Auch in diesem Jahr haben sich viele Krippen-Künstler an aktuellen gesellschaftlichen Entwicklungen orientiert: Der Klimawandel, die Auseinandersetzung mit der Corona-Pandemie und der Krieg in der Ukraine sind nur einige Beispiele. „In vielen Arbeiten werden die politischen Fragen mit der christlichen Weihnachtsbotschaft vom friedlichen und gerechten Zusammenleben der Menschen verbunden“, fasst Anja Schöne zusammen. So findet sich in den Gemälden, Skulpturen, Kunstinstallationen und Lichtkunst unter anderem eine „Knastkrippe“, bei der Maria ihren Verlobten Josef im Besuchsraum eines Gefängnisses trifft. „Von Weihnachtsidylle ist da nichts zu spüren“, beschreibt die Museumsleiterin die Arbeit von Rudi Bannwarth, die zum Nachdenken anregen will. Mittendrin ist auch die Krippe des ehemaligen Architekten Wilfried Josef Funke – mitten in einem fiktiven Stadtzentrum. Vor der Pfarrkirche steht der Krippenstall mit einem Banner „Salvator Mundi – Jesus Christis, unser Hoffnungsträger“, mehrere Demonstrationen finden vor dem Hauptportal statt. Und mittendrin die Krippe. 

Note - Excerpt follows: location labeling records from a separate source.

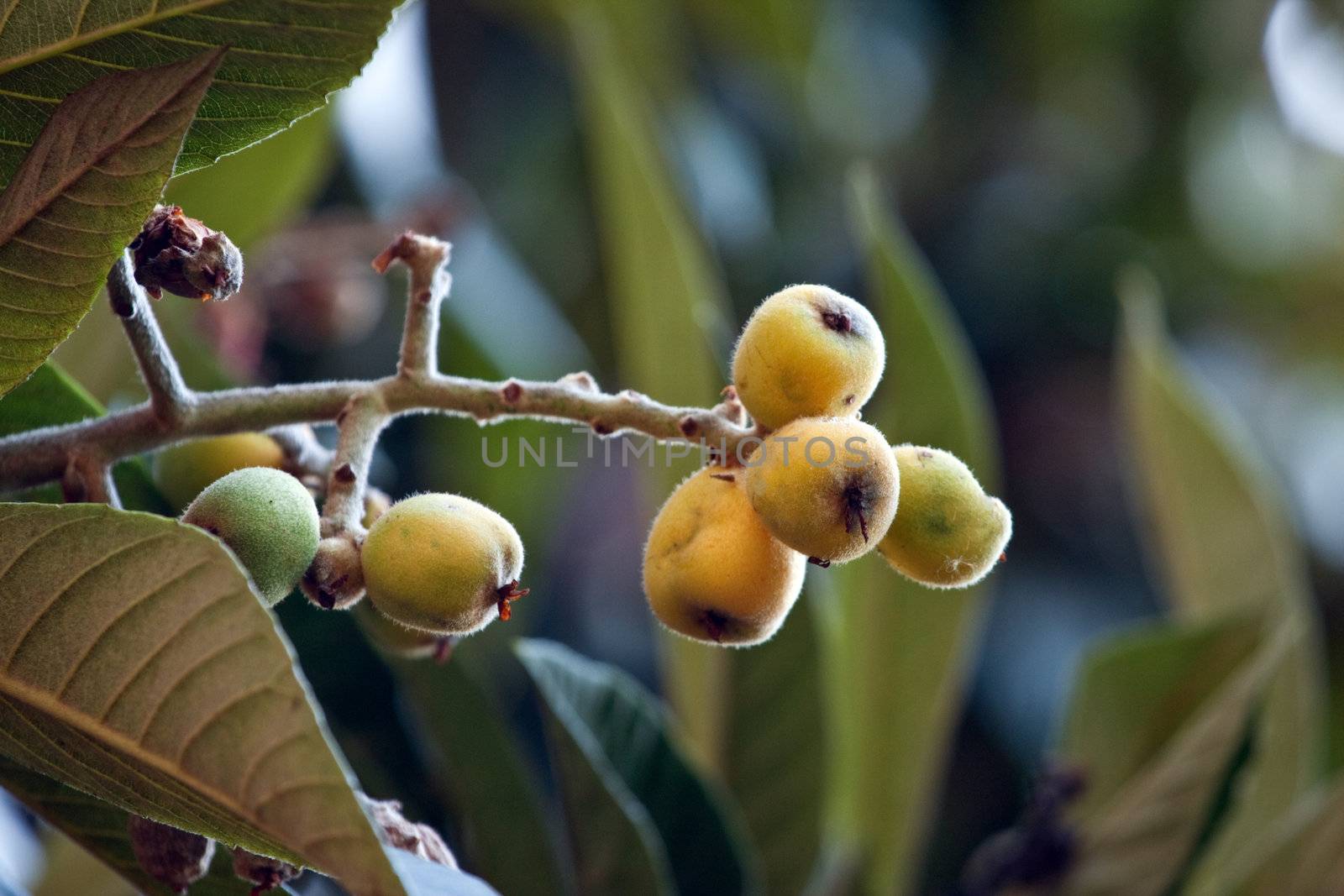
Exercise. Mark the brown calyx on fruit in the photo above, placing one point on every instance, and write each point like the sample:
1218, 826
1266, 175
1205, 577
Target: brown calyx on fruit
264, 873
335, 579
714, 624
507, 594
839, 322
174, 857
185, 257
855, 508
418, 840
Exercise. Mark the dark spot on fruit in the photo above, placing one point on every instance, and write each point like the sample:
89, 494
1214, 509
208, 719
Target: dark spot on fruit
716, 624
839, 322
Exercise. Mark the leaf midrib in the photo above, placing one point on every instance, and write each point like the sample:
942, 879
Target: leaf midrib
74, 42
44, 701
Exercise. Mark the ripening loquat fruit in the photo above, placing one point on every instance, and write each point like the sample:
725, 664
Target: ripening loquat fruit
443, 563
806, 351
949, 533
268, 519
826, 486
396, 640
183, 470
711, 570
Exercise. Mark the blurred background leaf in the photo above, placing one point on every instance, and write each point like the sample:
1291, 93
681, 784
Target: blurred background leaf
281, 63
1140, 839
1225, 544
604, 708
497, 815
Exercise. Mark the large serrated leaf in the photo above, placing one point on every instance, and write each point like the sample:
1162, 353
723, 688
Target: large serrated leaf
81, 195
51, 398
100, 828
1137, 842
494, 802
284, 58
900, 652
624, 730
1225, 546
138, 665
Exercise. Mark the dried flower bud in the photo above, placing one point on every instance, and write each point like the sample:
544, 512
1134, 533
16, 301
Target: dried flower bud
185, 257
420, 840
174, 857
261, 872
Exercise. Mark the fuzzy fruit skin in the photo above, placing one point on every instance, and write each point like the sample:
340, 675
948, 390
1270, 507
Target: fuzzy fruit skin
438, 562
833, 506
949, 533
268, 519
185, 470
806, 351
394, 638
712, 571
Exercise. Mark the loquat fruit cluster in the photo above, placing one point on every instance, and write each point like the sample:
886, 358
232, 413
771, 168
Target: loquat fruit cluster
726, 555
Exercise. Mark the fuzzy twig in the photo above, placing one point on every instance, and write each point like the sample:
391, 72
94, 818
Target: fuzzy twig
427, 259
42, 456
87, 479
170, 399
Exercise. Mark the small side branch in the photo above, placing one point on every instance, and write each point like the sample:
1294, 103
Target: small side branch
87, 479
427, 258
170, 399
360, 425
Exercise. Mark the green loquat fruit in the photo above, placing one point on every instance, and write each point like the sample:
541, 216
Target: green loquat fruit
268, 519
443, 563
826, 486
806, 351
949, 533
183, 470
711, 570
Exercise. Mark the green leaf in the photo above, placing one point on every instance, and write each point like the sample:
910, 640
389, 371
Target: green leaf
51, 398
773, 748
140, 668
1135, 691
284, 58
898, 653
1225, 544
1140, 839
81, 195
423, 878
495, 805
664, 291
1304, 853
257, 191
100, 828
622, 728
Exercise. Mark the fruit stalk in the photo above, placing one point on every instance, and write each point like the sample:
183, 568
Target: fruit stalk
170, 399
42, 456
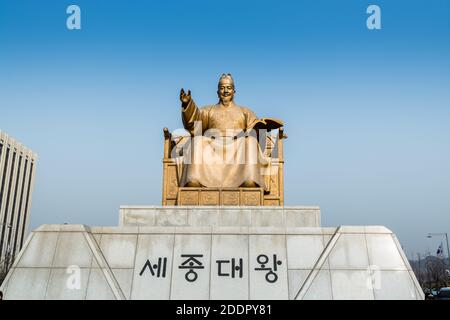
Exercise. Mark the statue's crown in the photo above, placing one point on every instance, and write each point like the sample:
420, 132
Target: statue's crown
227, 78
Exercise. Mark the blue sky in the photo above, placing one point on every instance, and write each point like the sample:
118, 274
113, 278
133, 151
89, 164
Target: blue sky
367, 111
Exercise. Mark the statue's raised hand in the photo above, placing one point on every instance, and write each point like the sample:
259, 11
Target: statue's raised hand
185, 97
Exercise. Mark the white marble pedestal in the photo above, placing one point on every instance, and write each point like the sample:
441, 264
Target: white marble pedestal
212, 253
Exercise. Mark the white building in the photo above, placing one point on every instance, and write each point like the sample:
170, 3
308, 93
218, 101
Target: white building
17, 171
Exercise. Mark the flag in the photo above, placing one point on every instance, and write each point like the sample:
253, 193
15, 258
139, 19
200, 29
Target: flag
440, 252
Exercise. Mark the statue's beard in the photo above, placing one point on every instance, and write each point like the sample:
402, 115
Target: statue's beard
226, 99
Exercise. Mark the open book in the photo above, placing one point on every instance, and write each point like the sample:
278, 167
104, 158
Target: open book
266, 123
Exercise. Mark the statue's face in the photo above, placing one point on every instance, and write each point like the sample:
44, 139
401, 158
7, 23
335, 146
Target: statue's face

Während sie bei den genannten Arbeiten bereits im Zentrum steht, müssen sich in der Darstellung der Bewohnerinnen und Bewohner des St.-Elisabeth-Stifts in Sendenhorst die Menschen erst auf die Mitte zubewegen. Viele kleine Figuren, die auf einer drehbaren Platte montiert sind, laufen spiralförmig auf das Zentrum mit der Krippe zu. Einen besonderen Anblick biete auch die Scherenschnitt-Krippe von Franz Klein-Wiele aus Bottrop, nennt Anja Schöne eine weitere Arbeit. Ihre acht großen Elemente mit beweglichen Figuren beeindrucken vor dem Telgter Hungertuch. Mittendrin bedeute in vielen Fällen, dass es ein Außerhalb gibt, das den Kern umgibt. „Deshalb sind einige sehr große Arbeiten entstanden, die es notwendig gemacht haben, die Schau in weitere Räume des Museums auszudehnen“, erklärt Schöne. 

Weihnachtsikonen aus Recklinghausen

Den Reiz der jährlichen Kunstausstellung mache vor allem die Mischung aus. Und so können neben modernen, neuzeitlichen Krippen auch traditionelle Krippen mit geschnitzten Figuren bestaunt werden. In diesem Jahr ist zudem das Ikonen-Museum aus Recklinghausen mit Weihnachtsikonen zu Besuch in der Telgter Ausstellung. „Die Künstlerinnen und Künstler stammen aus ganz Deutschland, aus Tschechien und Frankreich“, fügt Anja Schöne hinzu, die noch eine abschließende Beobachtung teilt: Zunehmend gebe es Arbeiten, die sich nicht mehr unmittelbar mit dem Weihnachtsgeschehen an der Krippe befassen. „Damit bildet die Ausstellung gesellschaftliche Realität ab“, weiß die Museumsleiterin. 

Die Telgter Krippenausstellung ist dienstags bis sonntags von 11 bis 18 Uhr geöffnet. Heiligabend und Silvester ist das Museum geschlossen, jedoch am ersten und zweiten Weihnachtstag geöffnet. An allen Sonntagen finden um 15 Uhr öffentliche Führungen statt. Das dritte Adventswochenende ist den Familien gewidmet. Es gibt einen Film zur Entstehung der Herrnhuter Sterne und auch der Glasbläser Reinhard Börner kommt wieder. Unter seiner Anleitung können Kinder und Erwachsene selbst eine Christbaumkugel blasen.